The federal government, which last year made it more difficult to declare bankruptcy, is now putting the screws on debtors from another direction, by pressuring credit card companies to make monthly billings take more of a bite out of the principal than in the past. While the change may help consumers pay off their debts sooner, it may put them in a worse financial bind in the short term.
Roger, a Sparks man who ran up a $20,000 credit card debt and has paid it down to about $16,000 so far, says his monthly billing has recently gone from about $450 to about $600.
“It’s rough,” he said. “I hope it doesn’t put me under.”
The U.S. Comptroller of the Currency asked credit card lenders to require payments from card holders that include at least 1 percent of the principal on the account. Previously the industry practice was to bill 2 percent of the average credit card balance, which often covered only interest and fees.
The change has led to a round of news stories predicting doubling of credit card payments. (MSN Money: “Your credit card payment just doubled.”) Whether that is actually happening is uncertain. In December, one industry source, Index Credit Cards, called those predictions nonsense, but that did not slow down the spread of the predictions.

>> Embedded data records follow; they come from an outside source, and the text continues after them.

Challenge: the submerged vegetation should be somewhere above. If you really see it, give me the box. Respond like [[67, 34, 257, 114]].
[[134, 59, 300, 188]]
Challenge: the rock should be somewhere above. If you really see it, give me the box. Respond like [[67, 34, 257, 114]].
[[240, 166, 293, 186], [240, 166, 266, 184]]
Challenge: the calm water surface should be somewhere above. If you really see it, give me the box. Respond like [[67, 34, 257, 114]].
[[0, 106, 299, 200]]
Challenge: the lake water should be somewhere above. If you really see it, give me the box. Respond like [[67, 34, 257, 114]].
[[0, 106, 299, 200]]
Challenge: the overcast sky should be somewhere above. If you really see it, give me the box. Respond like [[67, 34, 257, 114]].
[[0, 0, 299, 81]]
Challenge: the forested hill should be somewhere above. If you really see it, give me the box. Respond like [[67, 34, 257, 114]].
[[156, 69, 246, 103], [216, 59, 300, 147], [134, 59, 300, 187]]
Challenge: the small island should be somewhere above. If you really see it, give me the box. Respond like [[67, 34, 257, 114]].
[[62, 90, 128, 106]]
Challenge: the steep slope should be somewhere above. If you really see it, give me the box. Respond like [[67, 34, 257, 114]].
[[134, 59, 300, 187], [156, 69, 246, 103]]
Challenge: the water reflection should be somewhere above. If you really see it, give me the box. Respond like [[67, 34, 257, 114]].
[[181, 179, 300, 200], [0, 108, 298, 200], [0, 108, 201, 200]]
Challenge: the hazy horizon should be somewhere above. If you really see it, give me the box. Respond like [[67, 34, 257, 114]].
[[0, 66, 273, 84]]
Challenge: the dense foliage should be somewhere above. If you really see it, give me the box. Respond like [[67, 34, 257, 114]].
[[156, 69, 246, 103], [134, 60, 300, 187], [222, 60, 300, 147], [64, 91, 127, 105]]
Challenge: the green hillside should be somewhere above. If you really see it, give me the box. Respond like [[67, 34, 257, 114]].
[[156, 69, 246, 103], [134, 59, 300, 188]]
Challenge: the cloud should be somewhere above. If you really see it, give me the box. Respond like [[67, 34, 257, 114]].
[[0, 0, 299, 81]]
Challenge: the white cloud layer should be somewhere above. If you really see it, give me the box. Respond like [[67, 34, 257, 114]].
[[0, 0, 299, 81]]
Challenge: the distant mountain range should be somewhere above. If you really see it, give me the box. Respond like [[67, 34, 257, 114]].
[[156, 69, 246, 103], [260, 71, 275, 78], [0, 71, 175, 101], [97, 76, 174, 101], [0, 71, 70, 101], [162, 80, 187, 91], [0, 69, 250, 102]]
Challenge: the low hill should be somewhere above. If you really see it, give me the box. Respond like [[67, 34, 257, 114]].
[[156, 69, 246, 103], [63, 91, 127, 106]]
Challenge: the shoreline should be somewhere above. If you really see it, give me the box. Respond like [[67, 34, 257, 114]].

On Jan. 4, Index Credit Cards released the results of a survey of the seven largest card issuers: “Four of the top issuers are strictly adhering to the new guidelines of one percent of the principal balance, plus interest and fees. Two issuers are making no changes, due to long-standing minimum payment policies that the companies feel already address the government’s concerns. One issuer has thus far made no change to their minimum payment policy of 2 percent of the credit card balance.”
Index Credit Cards research director Justin McHenry said, “Most credit card issuers are adhering to exactly what the government suggested or are sticking with minimum payments already above those guidelines. While some customers will see increased credit card minimums, the impact will be slight—certainly not a doubling.”